Les producteurs multimédia continueront à exiger un financement autonome pour leurs productions destinées à circuler exclusivement sur la Toile. Ils déplorent en ce sens l'orientation du nouveau Fonds des médias du Canada, un fonds qui favorise selon eux les télédiffuseurs traditionnels en obligeant les producteurs multimédia à y être associés.

Le 9 mars dernier, le ministre du Patrimoine Canadien, James Moore, a annoncé la fusion du Fonds canadien de télévision et du Fonds des nouveaux médias du Canada. On s'en doute bien, la nouvelle fut applaudie par une partie des diffuseurs traditionnels, dont Quebecor Media et CTV. Du côté de la webproduction, l'esprit était plutôt à la... webdéception. C'était palpable, jeudi dernier à l'événement Montréal Web Vidéo 2009, où la plupart des producteurs multimédia d'ici étaient présents.

 

«Être associé obligatoirement à un diffuseur traditionnel devient limitatif. Ça force les petits producteurs à se coller au modèle traditionnel télévisuel, ce qui va à l'encontre de la philosophie web, de la création audiovisuelle sur l'internet. À mon sens, cette règle risque de brimer la liberté d'expression acquise par les producteurs multimédia, car le diffuseur traditionnel conserve un droit de regard sur la scénarisation, sur la conception d'ensemble d'une production» estime Jean-Martin Desmarais, producteur de www.chezjules.tv, un téléroman en ligne qui connaît actuellement un succès croissant.

Le succès est donc possible sur le web. Les célébrissimes Têtes à claques en sont le meilleur exemple québécois. Mais l'immense popularité des personnages créés par la maison Salambo Productions n'est pas chose courante, loin de là.

«Les Têtes à claques, c'est un cas d'exception. Le modèle d'affaires n'est pas en place, le succès populaire en ligne n'est pas proportionnel au succès économique. Quelques rares niches arrivent à se rentabiliser, mais ce n'est pas la norme aujourd'hui», tranche Normand Bélisle, président d'Inpix, agence de marketing spécialisée dans les contenus numériques.
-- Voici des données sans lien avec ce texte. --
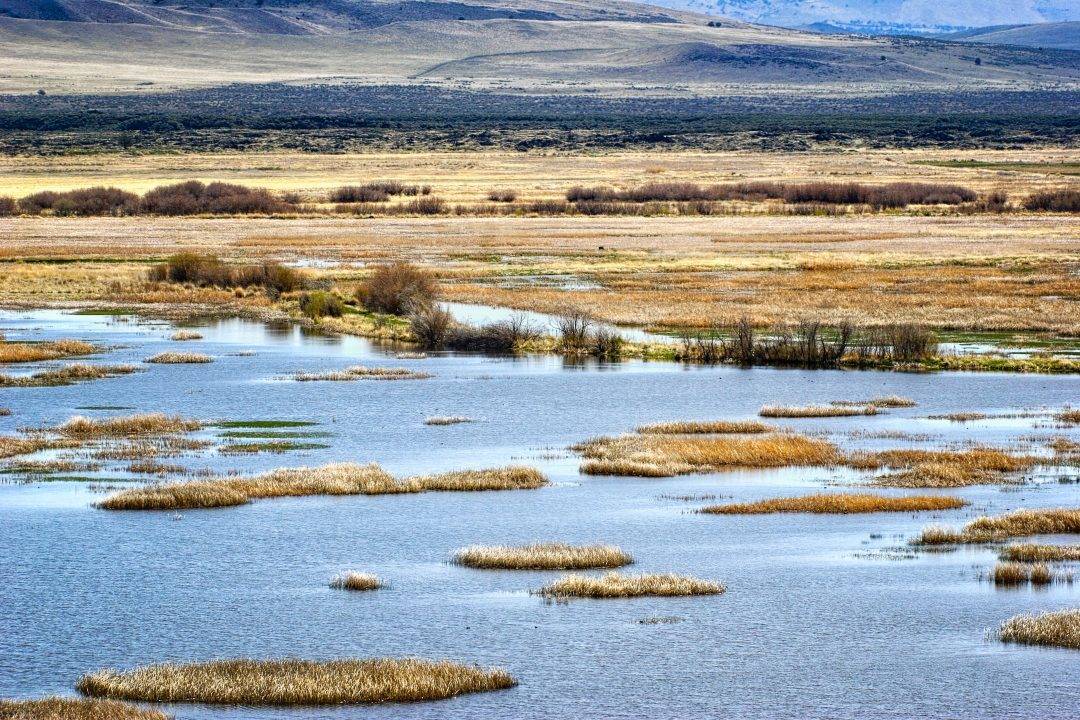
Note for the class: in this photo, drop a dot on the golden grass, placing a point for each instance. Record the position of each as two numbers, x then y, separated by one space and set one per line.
75 708
1018 524
512 477
179 358
840 504
706 428
359 371
333 479
447 420
66 376
356 581
284 682
136 425
30 352
616 585
542 556
1021 573
815 411
1058 629
664 456
1031 553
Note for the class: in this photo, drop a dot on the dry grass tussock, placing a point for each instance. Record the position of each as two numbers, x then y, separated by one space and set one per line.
817 411
31 352
616 585
179 358
356 582
66 376
664 456
333 479
706 428
1060 629
1018 524
361 372
840 504
75 708
542 556
136 425
1021 573
1031 553
285 682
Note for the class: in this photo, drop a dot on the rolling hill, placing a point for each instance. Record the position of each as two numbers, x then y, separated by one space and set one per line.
548 46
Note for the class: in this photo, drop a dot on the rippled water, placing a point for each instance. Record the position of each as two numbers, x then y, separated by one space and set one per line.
820 619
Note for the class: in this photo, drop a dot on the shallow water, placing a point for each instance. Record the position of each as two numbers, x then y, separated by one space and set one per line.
820 619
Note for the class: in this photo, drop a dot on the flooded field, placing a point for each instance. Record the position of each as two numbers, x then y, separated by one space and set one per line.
824 615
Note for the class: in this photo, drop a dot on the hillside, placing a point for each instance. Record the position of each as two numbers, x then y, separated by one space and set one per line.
1063 36
613 49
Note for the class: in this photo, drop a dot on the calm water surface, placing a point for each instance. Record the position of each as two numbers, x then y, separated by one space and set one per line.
823 617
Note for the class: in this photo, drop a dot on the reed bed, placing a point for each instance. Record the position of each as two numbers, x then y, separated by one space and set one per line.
295 682
333 479
1033 553
541 556
1018 524
665 456
136 425
66 376
356 581
817 411
1012 574
839 504
75 708
885 401
1057 629
512 477
706 428
32 352
179 358
361 372
616 585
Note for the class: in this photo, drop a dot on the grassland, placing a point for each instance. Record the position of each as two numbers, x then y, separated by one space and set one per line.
984 272
284 682
75 708
541 556
616 585
839 504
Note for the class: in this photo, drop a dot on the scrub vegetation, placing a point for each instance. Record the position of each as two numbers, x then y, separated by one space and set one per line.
542 556
285 682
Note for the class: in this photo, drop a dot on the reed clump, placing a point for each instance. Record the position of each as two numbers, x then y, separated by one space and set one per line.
296 682
665 456
362 372
135 425
541 556
817 411
356 581
66 376
1017 524
75 708
1033 553
1058 629
839 504
32 352
179 358
706 428
617 585
1021 573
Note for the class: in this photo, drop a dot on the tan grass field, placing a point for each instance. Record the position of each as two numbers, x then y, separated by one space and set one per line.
975 272
298 682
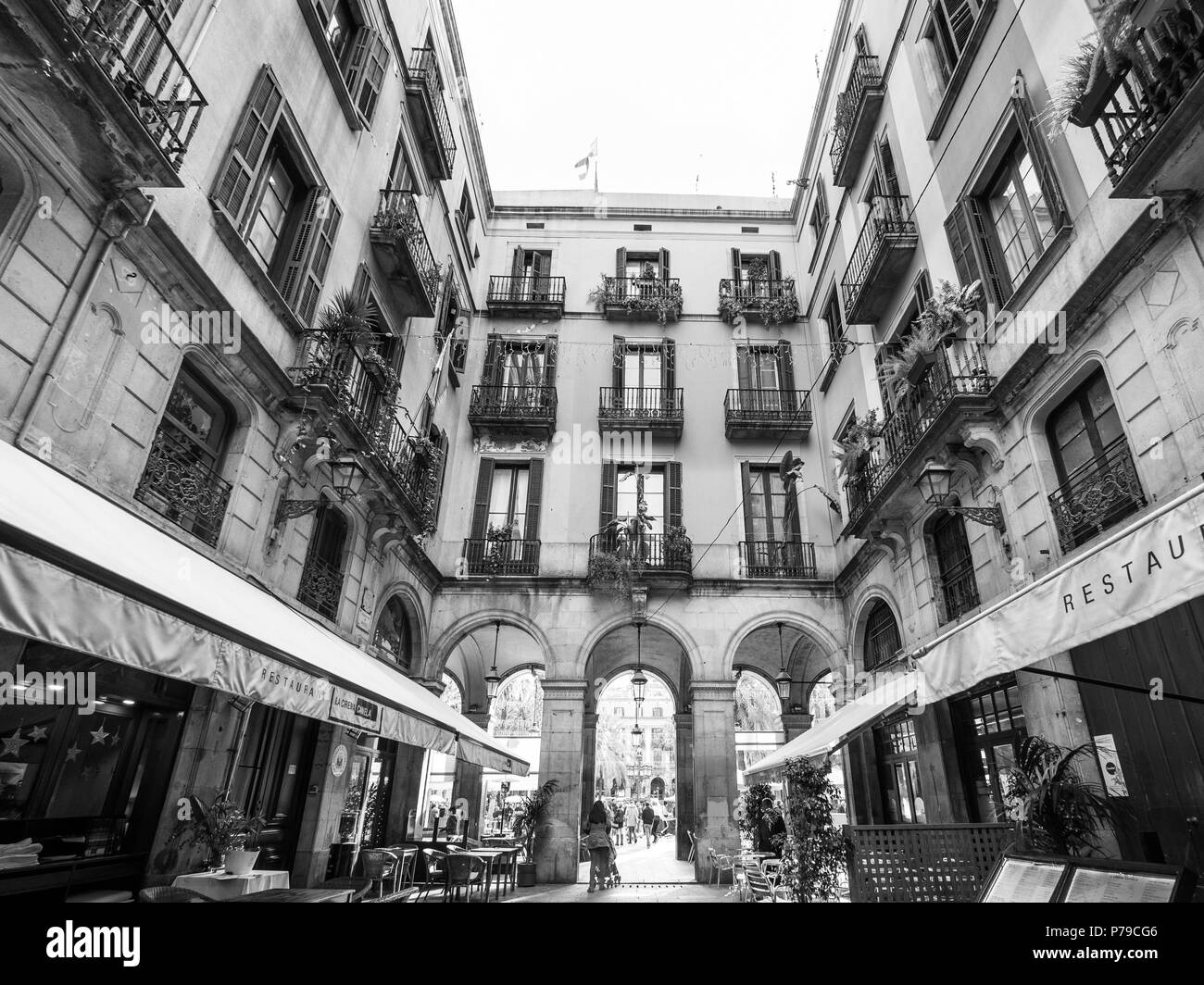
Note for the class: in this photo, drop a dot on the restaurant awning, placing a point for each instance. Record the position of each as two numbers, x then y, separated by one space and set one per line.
832 732
82 572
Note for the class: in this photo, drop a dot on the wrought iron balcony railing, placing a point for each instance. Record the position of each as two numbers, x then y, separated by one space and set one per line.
950 379
424 71
132 47
865 77
501 557
321 584
184 491
649 552
397 219
1097 495
778 559
1159 93
870 276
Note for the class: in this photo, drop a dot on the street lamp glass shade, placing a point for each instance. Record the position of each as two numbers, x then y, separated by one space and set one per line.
934 481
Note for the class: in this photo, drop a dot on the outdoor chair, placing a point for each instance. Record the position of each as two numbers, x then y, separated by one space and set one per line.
172 895
466 872
357 884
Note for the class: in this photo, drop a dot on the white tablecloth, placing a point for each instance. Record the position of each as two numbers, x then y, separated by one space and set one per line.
224 886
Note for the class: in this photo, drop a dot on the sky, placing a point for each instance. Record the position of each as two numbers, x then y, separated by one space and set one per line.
682 95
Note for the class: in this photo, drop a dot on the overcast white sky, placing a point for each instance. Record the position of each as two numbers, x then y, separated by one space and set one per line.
674 91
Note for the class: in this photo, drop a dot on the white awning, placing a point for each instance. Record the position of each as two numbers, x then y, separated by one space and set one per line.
82 572
832 732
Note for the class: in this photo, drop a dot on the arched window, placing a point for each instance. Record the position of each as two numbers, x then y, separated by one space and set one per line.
394 639
882 636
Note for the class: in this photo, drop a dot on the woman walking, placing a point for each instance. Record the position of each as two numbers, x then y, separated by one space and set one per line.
597 841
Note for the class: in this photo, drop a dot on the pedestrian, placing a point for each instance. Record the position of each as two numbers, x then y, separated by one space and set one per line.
597 841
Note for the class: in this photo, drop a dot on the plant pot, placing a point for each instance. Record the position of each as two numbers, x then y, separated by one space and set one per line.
240 862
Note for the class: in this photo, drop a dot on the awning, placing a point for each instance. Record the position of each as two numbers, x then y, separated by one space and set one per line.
82 572
1143 569
832 732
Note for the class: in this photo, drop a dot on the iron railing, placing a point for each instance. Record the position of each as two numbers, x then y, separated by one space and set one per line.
1097 495
778 559
424 69
397 216
321 584
641 404
770 407
498 557
889 219
648 552
526 291
184 491
1169 61
132 47
958 372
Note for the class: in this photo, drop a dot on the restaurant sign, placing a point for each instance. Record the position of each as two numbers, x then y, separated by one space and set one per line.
349 708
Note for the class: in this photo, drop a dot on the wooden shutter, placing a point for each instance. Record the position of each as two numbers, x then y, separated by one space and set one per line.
609 497
673 481
245 159
481 507
1035 140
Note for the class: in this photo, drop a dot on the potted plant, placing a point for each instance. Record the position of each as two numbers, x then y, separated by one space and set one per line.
530 820
223 829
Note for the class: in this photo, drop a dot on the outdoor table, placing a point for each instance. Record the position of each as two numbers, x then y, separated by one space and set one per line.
223 885
295 896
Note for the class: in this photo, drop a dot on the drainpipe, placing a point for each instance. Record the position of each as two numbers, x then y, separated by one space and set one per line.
60 353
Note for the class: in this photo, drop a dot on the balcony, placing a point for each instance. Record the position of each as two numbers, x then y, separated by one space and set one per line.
1098 495
496 559
767 415
658 409
405 255
773 559
533 296
653 555
184 491
774 303
642 299
1145 131
107 81
879 260
513 409
955 391
424 95
853 125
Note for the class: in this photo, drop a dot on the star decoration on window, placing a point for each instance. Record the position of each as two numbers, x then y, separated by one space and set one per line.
12 743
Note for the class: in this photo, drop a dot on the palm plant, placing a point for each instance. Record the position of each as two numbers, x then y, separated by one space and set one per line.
1055 811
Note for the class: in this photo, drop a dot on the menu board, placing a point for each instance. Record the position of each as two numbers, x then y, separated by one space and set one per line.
1095 885
1022 881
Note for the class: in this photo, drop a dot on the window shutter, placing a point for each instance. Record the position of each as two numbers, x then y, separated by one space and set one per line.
481 507
746 487
673 480
1035 140
609 496
245 156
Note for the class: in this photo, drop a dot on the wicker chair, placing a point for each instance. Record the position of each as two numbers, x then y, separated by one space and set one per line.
172 895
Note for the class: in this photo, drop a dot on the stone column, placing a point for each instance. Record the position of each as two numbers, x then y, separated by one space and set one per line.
469 781
714 771
685 813
560 759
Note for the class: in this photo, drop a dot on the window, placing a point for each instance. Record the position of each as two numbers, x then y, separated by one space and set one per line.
276 203
955 566
990 729
321 579
181 480
882 636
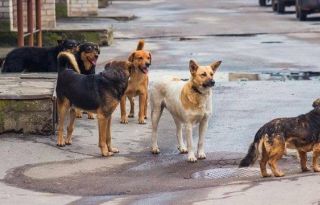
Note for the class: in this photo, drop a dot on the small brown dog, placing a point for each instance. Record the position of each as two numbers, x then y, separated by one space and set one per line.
138 84
271 140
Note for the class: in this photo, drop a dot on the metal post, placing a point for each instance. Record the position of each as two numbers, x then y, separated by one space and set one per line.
20 23
38 21
30 22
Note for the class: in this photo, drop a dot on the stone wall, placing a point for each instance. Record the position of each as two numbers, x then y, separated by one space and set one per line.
82 7
5 14
48 14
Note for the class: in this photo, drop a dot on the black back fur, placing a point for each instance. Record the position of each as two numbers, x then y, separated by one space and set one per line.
35 59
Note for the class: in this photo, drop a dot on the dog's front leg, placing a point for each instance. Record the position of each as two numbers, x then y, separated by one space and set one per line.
142 104
109 144
102 124
191 156
63 106
202 131
70 126
124 118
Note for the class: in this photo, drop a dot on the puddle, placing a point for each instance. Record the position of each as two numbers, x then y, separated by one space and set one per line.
223 173
239 76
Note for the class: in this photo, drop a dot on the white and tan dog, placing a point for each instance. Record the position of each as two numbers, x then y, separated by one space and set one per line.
188 102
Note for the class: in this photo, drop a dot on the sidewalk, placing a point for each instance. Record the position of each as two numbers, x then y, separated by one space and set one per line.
45 167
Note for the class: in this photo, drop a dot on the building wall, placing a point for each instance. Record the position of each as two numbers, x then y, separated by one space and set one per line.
82 7
8 14
5 14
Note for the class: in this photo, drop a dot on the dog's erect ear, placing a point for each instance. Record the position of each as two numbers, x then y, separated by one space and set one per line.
193 66
131 57
140 45
150 57
215 65
60 42
316 103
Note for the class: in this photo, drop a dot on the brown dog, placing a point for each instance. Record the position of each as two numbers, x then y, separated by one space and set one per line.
271 140
138 84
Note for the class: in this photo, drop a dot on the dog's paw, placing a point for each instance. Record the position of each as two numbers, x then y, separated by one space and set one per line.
279 174
124 120
141 121
316 169
106 153
155 150
192 158
182 149
201 155
78 114
61 142
90 116
68 142
114 150
305 169
266 175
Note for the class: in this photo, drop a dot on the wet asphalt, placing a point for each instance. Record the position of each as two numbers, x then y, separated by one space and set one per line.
246 38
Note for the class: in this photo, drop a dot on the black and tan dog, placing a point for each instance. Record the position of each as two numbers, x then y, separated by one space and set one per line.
87 57
35 59
98 93
271 140
138 84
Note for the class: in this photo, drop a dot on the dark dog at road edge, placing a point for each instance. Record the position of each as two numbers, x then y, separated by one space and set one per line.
35 59
98 93
271 140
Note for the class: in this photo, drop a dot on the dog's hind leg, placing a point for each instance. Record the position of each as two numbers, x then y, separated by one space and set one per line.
181 146
263 162
146 108
63 106
202 131
124 118
131 114
156 113
109 144
70 126
191 156
276 150
102 124
142 106
90 115
303 161
78 113
316 154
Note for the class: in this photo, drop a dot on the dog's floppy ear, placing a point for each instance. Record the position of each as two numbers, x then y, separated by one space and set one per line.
316 103
215 65
131 57
193 66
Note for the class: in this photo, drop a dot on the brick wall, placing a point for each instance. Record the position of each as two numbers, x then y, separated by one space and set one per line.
82 7
48 14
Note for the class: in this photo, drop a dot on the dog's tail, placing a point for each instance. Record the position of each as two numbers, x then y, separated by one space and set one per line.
253 152
140 45
67 60
1 62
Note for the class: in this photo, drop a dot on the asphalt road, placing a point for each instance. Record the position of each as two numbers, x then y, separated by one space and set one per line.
246 38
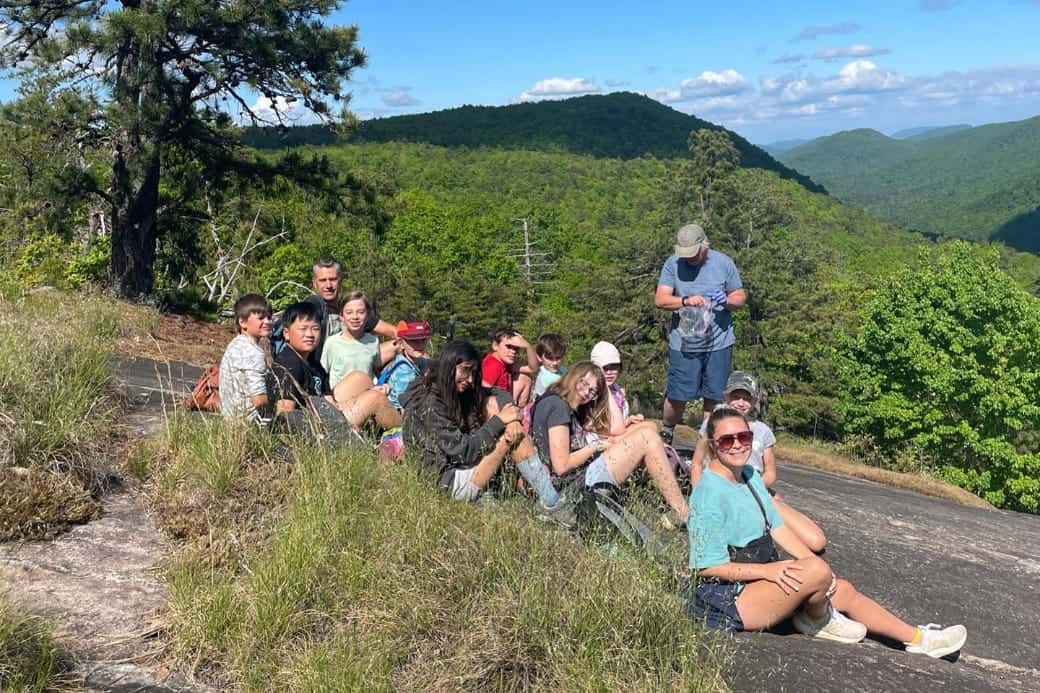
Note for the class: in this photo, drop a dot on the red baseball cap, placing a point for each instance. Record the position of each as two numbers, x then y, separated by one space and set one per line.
416 330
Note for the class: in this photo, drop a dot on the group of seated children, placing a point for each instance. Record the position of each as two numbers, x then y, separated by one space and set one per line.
464 414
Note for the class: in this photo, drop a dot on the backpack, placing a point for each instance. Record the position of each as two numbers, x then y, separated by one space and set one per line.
206 394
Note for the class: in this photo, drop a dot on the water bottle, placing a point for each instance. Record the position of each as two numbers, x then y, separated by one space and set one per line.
696 322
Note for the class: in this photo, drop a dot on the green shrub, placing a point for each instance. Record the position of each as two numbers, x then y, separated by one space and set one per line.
29 660
944 375
371 580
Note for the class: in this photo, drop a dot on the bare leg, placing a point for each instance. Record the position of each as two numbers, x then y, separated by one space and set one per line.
641 444
368 404
488 465
354 384
521 389
762 604
807 531
673 411
877 619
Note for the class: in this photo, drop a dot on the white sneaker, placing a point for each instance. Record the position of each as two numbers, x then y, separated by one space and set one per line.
835 626
937 641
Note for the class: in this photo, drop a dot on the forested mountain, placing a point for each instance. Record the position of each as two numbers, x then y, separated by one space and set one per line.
775 148
929 132
622 125
977 183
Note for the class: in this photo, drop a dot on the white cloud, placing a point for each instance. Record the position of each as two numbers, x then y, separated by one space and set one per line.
715 83
400 97
938 5
859 90
855 50
560 87
706 85
291 111
811 32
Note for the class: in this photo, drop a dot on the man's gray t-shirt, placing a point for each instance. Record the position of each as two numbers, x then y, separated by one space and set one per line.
717 273
243 371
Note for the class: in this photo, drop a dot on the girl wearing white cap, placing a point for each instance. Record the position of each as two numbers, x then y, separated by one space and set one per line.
607 357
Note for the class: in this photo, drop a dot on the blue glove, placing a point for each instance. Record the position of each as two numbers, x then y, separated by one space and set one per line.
718 300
«La production de vidéo en ligne doit être soutenue financièrement, au même titre que la production télévisuelle. Actuellement, 70% des coûts de la production télévisuelle traditionnelle sont financés autrement que par la publicité; crédits d'impôt, Fonds canadien de la télévision, SODEC, etc. En 2008, pourtant, les télédiffuseurs canadiens ont généré 3,5 milliards en revenus publicitaires, 2 milliards en revenus en télédistribution, pour un total de 5,5 milliards. Leurs revenus publicitaires sur l'internet? 55 millions, c'est-à-dire 1%», fait observer le président d'Inpix, de manière à souligner l'urgence d'un soutien gouvernemental à la webproduction qui doit prendre son envol pendant que se précise son modèle d'affaires.

Catalina Briceno, qui représente Salambo Productions au conseil d'administration du Regroupement des producteurs multimédia (RPM), espère que cette association imposée avec les diffuseurs traditionnels ne perdurera pas.

«Sinon, les webproducteurs canadiens et québécois accuseront un retard tellement important qu'ils ne pourront tenir le coup! Déjà aujourd'hui, le Canada accuse un retard énorme dans la production de contenus originaux sur l'internet. En ce moment, rien ne favorise l'expansion de cette production. En attendant que les règles du nouveau Fonds (encore floues) soient précisées au-delà de l'intention annoncée par le ministre Moore, on travaille très fort pour que la webvidéo soit reconnu comme médium à part entière. Pour qu'on cesse de nous mettre à la remorque de la télévision.»

Catalina Briceno et ses collègues producteurs reconnaissent néanmoins qu'ils ne pèsent pas encore lourd dans la balance de la production médiatique.

«Nous sommes confrontés à de très forts lobbys, estime Jean-Martin Desmarais. Mais on commence à s'organiser. Il y a l'Alliance numérique et le Regroupement des producteurs multimédia. On espère que ces associations nous donneront les outils de lobbying nécessaires. Il ne faut pas se le cacher, on se bat contre des institutions qui existent depuis plusieurs décennies. Elles sont largement financées par des fonds publics, elles tiennent à conserver cet argent.»